Racing loses two outstanding contributors, from opposite ends of the sport

Seated last Wednesday in a saddle much bigger than any he mounted in his riding days Pat Webster declared: "There should be a Hall Of Fame for Spider Barker".

"No Spider, no Kingston Town," he claimed.

Legacy: Stable foreman Tom Barker with champion racehorse Kingston Town.

Tom "Spider" Barker, a mainstay at Tulloch Lodge, died earlier this week and Webster, trainer of Happy Clapper, was the guest of honour at a John Singleton Mt White soiree, and paid homage to him.

Racing also lost Don Storey, one of the outstanding contributors to the industry. Perhaps Storey was more Tulloch Lodge upstairs sipping white wine and ice cubes with Tommy Smith, while Barker was picking up the horse manure downstairs.

But the Barkers and Storeys of the turf, toiling tirelessly behind captains, are worthy of acclaim.

Anyway, Singleton figured Webster should be recognised for his Epsom-Doncaster feats. Chris Waller, who came under the Webster wing early, lent his chivalry to the occasion at Singleton’s new speak-easy with a saddles theme.

Seated at the bar on the tooled leather was a new experience for most but Webster got straight into a gallop.

"Spider was the backbone of Tulloch Lodge," Webster maintained and went into their friendship, established around Randwick racecourse. "Every second day Spider would go past and say ‘Webster how would you like to have one like this’. I’d say what are you doing for his joints? ‘Putting lard on them,’ he said. Spider would soak the bandages in lard.

"We are talking about Kingston Town, the best I’ve seen."

The Barker feed was special, and appetite with the equine athlete is vital. "It was barley, linseed oil, molasses and a bran mash, made in a bucket. He put a towel over it. Somehow it would keep warm and cooking. It was beautiful. Put one handful in the feed bin and horses loved it.

"He used to leave the bucket in the bullring for me. Walking back one morning Gai Waterhouse said to me ‘what have you got there?’ She put her finger in, tasted it and said ‘it’s just like Spider makes’. She probably knew but never said anything."

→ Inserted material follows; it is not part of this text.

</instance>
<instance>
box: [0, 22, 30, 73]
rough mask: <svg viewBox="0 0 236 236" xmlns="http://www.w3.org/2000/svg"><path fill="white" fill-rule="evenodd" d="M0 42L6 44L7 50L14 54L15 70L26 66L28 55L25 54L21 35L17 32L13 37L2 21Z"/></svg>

Certainly the Storey contribution was on a different level. As an STC committeeman he was a playmaker in the triumph of races for fillies and mares like the Coolmore and Queen Of The Turf, which made group 1 status. A racing administrator, the type on the wane, he loved breeding a winner, owning a winner and backing one, particularly at suitable odds.

One of his first trainers was old Vic Thompson, who was followed by his son – young Vic – inaugural trainer at Crown Lodge for Jack and Bob Ingham. Young Vic gave Darley the foundation from which it now operates so well. Old Vic is the grandfather of John Thompson, now doing well at Randwick after a stint with Nathan Tinkler.

Storey was in awe of Waller. "He's bigger than Tommy Smith," he stressed and had horses at Tulloch Lodge, including Billy Bunter.

Waller is on the list of homeless and hungry given sanctuary at the Webster door. On Wednesday, Waller related how Webster was one of the first Australians he met on his original trip bringing horses here for his New Zealand boss.

After being fed by the highly acclaimed family chef "Fighting Harada" the charity was never forgotten. Webster couldn’t give visitor board but sent him around to his brother-in-law Wayne Lee for shelter.

Fast forward to 2016 after the George Ryder at Rosehill when Happy Clapper finished second to the Waller developed Winx.

"I was toying with the idea of using blinkers on Clapper and rang Chris. It was 5pm and he had won three group 1s, was in his office, answered the phone and told me to look at the Clapper after the post, reminding me Clapper had been set for the Doncaster next start."

The advice proved beneficial. Happy Clapper ran a mighty second to Winx, emphasising her champion status beating such a great horse.

"I don’t know why I telephoned Chris and didn’t really expect to get him under the circumstances but he was there and had time to give his opinion on my horse in a race where he had other starters."

"Chris is special."

And so it is only fitting to have Spider and Don Storey on the same page.